When you are no longer able to pay your debts because you have fallen on hard times, you can file for bankruptcy to have a peace of mind from your creditors. While being declared bankrupt saves you from being harassed by creditors, it is not an entirely good thing for you.

For instance, when you are bankrupt, your non-essential assets such as jewelry, car and excess income are taken away to pay off your debts. Nevertheless, you are compelled to live on the bear minimum until after all your debts have been cleared. Additionally, your credit score takes a big blow, making it difficult for you to access many types of loans, except for unsecured loans.

Taking a personal loan in Singapore when you are bankrupt can be a good idea as making that move can benefit you massively during the period when you are down financially. Here is how:

A Personal Loan Can Get You Out of Bankruptcy

Did you know that you can actually get declared bankrupt due to not being able to repay a debt as small as $5,000? Contrary to what many people think, you do not necessarily need to be unable to pay a six, seven or even more figure debt to be slapped with a bankruptcy status. That means that some bankruptcy statuses can be turned around by borrowing a personal loan to settle the debts.

Taking a Personal Loan Can Help Improve Your Credit Score

As said before, one of the major repercussions of being declared bankrupt is poor credit score. With a poor credit score, you will not be able to access many types of loans offered by lenders in Singapore. You will be locked out of financial help opportunities you can grab to get out of your economic adversity.

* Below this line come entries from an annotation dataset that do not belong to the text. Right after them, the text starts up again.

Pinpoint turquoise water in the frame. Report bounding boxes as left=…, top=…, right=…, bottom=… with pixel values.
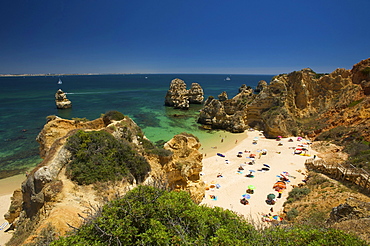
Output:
left=0, top=74, right=272, bottom=177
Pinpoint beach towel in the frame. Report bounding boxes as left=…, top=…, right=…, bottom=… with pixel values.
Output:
left=209, top=195, right=217, bottom=201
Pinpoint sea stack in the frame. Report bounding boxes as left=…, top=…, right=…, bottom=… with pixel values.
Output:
left=55, top=89, right=72, bottom=109
left=164, top=78, right=204, bottom=109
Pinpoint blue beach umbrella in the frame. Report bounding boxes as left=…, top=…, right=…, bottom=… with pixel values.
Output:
left=242, top=194, right=251, bottom=199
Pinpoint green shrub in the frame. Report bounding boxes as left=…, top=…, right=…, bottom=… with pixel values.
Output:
left=286, top=208, right=299, bottom=220
left=348, top=98, right=364, bottom=108
left=67, top=130, right=150, bottom=184
left=103, top=110, right=125, bottom=125
left=51, top=186, right=367, bottom=246
left=361, top=67, right=370, bottom=75
left=52, top=186, right=256, bottom=245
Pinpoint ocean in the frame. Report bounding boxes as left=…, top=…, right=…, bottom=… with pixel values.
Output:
left=0, top=74, right=273, bottom=178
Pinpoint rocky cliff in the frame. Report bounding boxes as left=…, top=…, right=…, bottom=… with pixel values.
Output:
left=55, top=89, right=72, bottom=109
left=164, top=79, right=204, bottom=109
left=163, top=133, right=205, bottom=203
left=198, top=86, right=254, bottom=132
left=6, top=116, right=204, bottom=245
left=198, top=59, right=370, bottom=139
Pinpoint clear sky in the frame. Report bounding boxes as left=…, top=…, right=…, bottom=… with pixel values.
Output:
left=0, top=0, right=370, bottom=74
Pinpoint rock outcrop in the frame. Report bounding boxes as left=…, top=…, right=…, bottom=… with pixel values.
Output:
left=198, top=59, right=370, bottom=139
left=55, top=89, right=72, bottom=109
left=328, top=197, right=370, bottom=222
left=188, top=83, right=204, bottom=104
left=6, top=113, right=204, bottom=243
left=198, top=87, right=253, bottom=132
left=164, top=78, right=204, bottom=109
left=163, top=133, right=205, bottom=203
left=351, top=58, right=370, bottom=95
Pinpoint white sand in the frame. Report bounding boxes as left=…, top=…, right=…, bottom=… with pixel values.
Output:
left=201, top=131, right=316, bottom=224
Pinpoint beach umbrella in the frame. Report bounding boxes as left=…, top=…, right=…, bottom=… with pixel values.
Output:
left=272, top=181, right=286, bottom=189
left=267, top=193, right=276, bottom=200
left=242, top=194, right=251, bottom=199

But if you are clever enough, you can borrow a low interest personal loan Sg to clear your initial debts to get out of bankruptcy. Clearing your debts and getting out of bankruptcy, using the money you have borrowed will automatically improve your credit score, unlocking more loan opportunities.

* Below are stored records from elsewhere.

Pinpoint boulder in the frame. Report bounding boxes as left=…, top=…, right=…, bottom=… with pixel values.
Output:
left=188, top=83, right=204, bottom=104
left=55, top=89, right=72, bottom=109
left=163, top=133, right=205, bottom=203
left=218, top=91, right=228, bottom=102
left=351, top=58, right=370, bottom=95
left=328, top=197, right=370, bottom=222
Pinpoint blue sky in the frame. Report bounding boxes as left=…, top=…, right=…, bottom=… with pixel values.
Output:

Provide You with Extra Finances You May Need to Continue Funding Your Project

As said before, when you are bankrupt, your non-essential assets as well as excess income are confiscated to settle your debts. As such, you are compelled to survive on the bare minimum. Even the projects you are undertaking are forced to stall. But if you are smart enough, you can take an unsecured loan in Singapore to continue funding your project regardless of your financial status. It goes without saying that most lenders offer personal loans up to $50, 000 and $100,000.

All in all

As you can see, a personal loan can be massively beneficial during a bankruptcy status. For instance, you can easily borrow a lowest interest personal loan to get out of bankruptcy, improve your credit score, or continue funding your project. With that in mind, it is safe to say that borrowing a personal loan when you are down financially is not a bad idea.